This was actually inspired by episode 222 of the Podcast Answer Man, when he mentioned an issue with the use of an incorrectly-set compressor-gate. I was pretty impressed when he demonstrated what his environment sounded like when bypassing the compressor gate.
This got me to thinking; all this talk about noise removal, and I haven’t really given the compressor/expander/gate plugins a fair shake. So, I started playing around with them, until I found that the best noise removal by far were caused by the “RMS Envelope Tracking” “Simple” plugins in the CMT collection. I’ve also made use of Steve Harris’s “Simple Amplifier.”
This isn’t audio scrubbing like Audacity does… this is realtime; I can use these plugins on a realtime project, such as broadcasting or using Skype with Jack (as is my wont). Don’t take my word for it… here’s a sample, using both the raw recording (I did emphasize that raw recordings should be made before any processing, right?), and the processed recording using the chain below.
Those of you using normal speakers won’t notice much; maybe the second will be a little quieter. Those wearing earbuds or headphones may notice some difference… if you have studio headphones, you will likely notice everything immediately… for those who don’t know, studio headphones are equalized to show every ugly truth in a playback… if there’s noise, you hear it in all its glory.
Keep in mind that while this can clean out noise, it is not going to do all the work for you; you should be recording in a quiet location to begin with. In this way, there is a degree of separation between the signal (your voice) and the noise floor (background noise)… if they are too close together, than you will either encounter points where your voice is cut off, or where the noise will break through into the recording. Neither is a good event. Also, this does not remove the background noise during those parts where there is a signal, such as while you’re talking. If you have a lot of background noise, then you will need to find ways of preventing it from getting to the microphone.
The first plugin in the chain should be the expander. Expanders will stretch out the dynamic range of a sample under a certain point. This means that all audio above a certain point will retain its’ amplitudes, but in parts quieter than that point, they will get even quieter. This means that the “noise floor,” which is the background noise under the actual audio signal, will become even quieter, while the signal itself will not be changed.
This plugin tracks the “Root Mean Square,” or RMS, which is just a fancy way of saying that it bases its threshold off of a calculation between the average signal strength and the value in the above “Threshold” field. If the above threshold number drops, so does the threshold.

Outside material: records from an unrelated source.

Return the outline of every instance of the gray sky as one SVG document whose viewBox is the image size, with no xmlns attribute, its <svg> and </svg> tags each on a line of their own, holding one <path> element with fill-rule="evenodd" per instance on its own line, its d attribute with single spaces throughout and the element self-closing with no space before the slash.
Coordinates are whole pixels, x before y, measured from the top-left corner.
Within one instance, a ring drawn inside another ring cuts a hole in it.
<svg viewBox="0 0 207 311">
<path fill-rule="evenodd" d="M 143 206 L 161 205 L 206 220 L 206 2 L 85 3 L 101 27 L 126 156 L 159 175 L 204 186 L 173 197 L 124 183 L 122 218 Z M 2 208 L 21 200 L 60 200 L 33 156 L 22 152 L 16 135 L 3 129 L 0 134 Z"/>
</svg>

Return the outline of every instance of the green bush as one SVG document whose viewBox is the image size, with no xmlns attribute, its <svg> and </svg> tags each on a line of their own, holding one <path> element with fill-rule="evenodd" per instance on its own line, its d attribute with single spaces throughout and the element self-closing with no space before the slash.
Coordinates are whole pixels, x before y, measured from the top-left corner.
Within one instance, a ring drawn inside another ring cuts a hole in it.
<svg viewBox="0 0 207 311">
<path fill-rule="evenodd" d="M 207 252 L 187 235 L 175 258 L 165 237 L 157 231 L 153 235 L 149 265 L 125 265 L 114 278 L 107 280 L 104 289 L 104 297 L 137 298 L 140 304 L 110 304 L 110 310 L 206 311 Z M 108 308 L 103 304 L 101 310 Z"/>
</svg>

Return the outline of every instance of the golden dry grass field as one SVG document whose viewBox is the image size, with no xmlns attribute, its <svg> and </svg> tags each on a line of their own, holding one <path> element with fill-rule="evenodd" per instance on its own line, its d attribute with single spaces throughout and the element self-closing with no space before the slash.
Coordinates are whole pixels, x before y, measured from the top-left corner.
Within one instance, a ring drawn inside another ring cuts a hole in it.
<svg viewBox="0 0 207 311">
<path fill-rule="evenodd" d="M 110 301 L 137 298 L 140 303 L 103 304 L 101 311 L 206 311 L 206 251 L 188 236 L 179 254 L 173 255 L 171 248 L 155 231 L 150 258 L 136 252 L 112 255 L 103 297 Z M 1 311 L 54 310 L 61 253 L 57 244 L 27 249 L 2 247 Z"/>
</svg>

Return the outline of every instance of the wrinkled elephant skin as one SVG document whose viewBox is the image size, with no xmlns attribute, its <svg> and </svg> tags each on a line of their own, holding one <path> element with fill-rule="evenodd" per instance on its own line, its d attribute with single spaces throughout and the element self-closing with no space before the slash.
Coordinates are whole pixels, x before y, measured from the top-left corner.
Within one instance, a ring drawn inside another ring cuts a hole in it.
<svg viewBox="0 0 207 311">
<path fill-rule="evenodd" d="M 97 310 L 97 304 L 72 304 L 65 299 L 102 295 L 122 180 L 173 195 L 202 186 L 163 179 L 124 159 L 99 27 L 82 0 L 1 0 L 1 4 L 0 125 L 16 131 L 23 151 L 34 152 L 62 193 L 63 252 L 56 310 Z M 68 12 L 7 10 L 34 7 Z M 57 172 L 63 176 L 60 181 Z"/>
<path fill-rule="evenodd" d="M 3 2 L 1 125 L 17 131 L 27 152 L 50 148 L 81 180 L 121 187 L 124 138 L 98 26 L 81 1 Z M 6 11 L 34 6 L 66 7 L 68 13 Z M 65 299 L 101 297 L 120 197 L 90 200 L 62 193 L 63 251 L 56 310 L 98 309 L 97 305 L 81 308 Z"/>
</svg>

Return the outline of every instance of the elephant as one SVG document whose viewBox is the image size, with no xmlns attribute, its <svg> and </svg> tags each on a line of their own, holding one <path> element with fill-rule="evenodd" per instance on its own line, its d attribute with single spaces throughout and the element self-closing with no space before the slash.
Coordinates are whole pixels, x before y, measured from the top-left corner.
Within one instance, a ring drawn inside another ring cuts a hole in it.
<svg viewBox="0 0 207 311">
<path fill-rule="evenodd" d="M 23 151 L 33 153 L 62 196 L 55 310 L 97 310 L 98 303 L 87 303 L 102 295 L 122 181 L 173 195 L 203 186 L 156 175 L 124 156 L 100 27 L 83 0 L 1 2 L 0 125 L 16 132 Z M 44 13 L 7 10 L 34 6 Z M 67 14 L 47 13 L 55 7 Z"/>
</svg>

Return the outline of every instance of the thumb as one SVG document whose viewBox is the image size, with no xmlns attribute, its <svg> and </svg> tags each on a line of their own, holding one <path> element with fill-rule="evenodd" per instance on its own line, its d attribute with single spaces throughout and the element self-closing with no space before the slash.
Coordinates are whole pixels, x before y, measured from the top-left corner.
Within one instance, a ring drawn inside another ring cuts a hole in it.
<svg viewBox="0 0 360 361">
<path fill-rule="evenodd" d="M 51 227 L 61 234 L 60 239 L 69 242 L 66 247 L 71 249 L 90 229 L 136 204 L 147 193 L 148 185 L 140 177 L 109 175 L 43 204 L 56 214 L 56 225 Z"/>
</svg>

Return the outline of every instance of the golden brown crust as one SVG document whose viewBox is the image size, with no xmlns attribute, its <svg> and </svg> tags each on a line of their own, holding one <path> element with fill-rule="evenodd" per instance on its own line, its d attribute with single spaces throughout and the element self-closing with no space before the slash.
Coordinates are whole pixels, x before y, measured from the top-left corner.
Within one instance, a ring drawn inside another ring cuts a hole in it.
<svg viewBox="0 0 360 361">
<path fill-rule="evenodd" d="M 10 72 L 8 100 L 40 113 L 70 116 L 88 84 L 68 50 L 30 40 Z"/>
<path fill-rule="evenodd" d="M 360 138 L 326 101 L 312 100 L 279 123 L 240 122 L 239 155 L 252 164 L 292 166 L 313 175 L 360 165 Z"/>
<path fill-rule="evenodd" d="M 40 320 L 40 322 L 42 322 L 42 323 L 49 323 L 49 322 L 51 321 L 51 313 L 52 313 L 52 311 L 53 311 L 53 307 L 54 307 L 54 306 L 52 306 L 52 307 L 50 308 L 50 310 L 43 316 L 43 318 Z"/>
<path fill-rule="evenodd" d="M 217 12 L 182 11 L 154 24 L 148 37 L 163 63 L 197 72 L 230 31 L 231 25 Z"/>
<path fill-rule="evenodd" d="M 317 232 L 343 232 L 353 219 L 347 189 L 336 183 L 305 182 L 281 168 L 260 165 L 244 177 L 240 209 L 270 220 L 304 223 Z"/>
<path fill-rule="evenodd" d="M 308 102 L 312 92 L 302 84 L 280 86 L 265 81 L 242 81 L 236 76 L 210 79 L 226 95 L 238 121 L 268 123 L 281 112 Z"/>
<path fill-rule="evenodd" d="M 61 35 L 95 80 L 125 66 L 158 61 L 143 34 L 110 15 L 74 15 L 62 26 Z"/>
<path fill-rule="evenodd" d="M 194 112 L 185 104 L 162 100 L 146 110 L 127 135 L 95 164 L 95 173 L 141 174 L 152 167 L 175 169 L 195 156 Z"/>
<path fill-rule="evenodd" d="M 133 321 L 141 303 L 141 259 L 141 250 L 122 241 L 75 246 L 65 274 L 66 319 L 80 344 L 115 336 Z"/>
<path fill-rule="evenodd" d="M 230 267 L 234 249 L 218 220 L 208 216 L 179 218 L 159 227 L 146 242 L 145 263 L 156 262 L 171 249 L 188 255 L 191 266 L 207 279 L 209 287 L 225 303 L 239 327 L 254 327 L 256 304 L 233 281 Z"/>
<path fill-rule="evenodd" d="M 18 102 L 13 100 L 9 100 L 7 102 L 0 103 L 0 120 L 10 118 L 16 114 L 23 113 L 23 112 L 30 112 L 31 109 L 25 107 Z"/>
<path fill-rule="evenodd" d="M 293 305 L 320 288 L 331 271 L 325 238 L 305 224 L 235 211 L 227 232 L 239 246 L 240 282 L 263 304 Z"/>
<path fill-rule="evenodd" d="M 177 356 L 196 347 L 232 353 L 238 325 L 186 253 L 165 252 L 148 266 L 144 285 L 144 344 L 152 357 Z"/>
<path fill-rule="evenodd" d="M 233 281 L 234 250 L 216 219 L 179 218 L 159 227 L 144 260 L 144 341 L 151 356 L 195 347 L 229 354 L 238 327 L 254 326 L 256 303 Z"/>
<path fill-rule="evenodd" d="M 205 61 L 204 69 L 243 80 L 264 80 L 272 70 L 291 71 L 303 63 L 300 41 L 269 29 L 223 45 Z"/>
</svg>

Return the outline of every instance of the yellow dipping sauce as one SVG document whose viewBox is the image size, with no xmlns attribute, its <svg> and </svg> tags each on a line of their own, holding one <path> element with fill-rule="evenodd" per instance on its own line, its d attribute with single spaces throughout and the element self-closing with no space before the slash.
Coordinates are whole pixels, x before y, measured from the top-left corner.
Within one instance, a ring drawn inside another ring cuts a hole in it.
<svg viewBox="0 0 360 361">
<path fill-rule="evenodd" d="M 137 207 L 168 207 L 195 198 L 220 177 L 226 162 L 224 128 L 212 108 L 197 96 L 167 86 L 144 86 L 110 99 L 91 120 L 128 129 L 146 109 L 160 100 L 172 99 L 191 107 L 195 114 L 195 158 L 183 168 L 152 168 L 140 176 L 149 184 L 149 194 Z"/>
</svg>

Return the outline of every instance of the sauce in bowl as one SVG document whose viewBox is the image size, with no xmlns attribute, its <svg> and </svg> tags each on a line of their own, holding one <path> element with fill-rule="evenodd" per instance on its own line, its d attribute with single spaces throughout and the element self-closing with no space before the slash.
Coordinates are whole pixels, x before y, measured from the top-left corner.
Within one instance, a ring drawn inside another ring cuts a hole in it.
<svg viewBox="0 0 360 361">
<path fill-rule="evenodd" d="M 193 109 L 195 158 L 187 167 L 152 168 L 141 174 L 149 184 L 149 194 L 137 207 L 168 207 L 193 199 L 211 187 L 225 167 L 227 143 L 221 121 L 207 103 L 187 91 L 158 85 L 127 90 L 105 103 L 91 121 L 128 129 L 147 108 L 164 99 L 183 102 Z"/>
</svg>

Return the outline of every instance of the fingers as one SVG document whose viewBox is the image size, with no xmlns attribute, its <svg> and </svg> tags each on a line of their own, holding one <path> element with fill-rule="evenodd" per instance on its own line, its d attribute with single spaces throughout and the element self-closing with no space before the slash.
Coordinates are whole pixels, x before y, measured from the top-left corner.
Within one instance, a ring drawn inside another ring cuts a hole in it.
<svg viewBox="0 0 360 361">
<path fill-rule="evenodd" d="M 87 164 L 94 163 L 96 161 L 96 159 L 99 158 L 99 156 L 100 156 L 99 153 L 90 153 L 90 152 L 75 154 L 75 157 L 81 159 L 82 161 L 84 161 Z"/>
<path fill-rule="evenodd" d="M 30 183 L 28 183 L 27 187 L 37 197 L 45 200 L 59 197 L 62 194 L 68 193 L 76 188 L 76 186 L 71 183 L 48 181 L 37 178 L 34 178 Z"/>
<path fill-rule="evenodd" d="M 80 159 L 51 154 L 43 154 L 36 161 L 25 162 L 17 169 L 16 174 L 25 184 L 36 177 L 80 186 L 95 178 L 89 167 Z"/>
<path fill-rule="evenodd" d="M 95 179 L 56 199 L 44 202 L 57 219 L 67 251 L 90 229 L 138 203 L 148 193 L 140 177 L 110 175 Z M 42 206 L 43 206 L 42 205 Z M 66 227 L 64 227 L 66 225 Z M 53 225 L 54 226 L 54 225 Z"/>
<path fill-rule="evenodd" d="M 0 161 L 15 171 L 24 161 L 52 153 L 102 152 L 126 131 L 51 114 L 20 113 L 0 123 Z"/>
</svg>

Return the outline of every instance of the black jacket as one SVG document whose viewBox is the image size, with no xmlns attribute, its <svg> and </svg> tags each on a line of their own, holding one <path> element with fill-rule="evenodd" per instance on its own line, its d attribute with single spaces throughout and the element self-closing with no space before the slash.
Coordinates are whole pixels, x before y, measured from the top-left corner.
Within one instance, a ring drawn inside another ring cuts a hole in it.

You want to set this value as low as you can without a drastic increase of noise; you may need to play with it some to find the right level. You do want to increase it enough, however, that you don’t hear “noise pumping.”
Once you have the correct threshold to clean out the noise, but allow signal through, you can adjust the expansion ratio; the higher this number, the more complete the silence becomes. If you max out the expansion ratio, then this essentially becomes a gate. I generally prefer putting it low enough that the background noise is gone, while the quieter parts of my voice will still be picked up.
The next step is to compress the signal a bit. This is not to say that you should squash it into putty, but by compressing the dynamic range of the actual signal, you can ensure that your voice will be heard clearly without the expander stretching it out at the low end.
The threshold and compression ratio are just like the expander; the lower the threshold, the more sound gets compressed, and the more compression is applied as the ratio increases. This also tracks the RMS of the signal, so it can adjust accordingly.
The compression can help prevent peaking, but it does not stop peaking, just slows it down. In order to close out the set, you should to put up a limiter that can block a signal from passing the peaking point, without causing its signature distortion.
One of the main reasons people prefer to use Audacity is because it has this “magical” noise removal filter as one of its editing tools. With the help of this chain, you can hopefully see the possibilities of using good noise removal procedure in a real-time context, without any need for editing the final product for cleanup.
With this new tool under your belt, have fun, and make something good!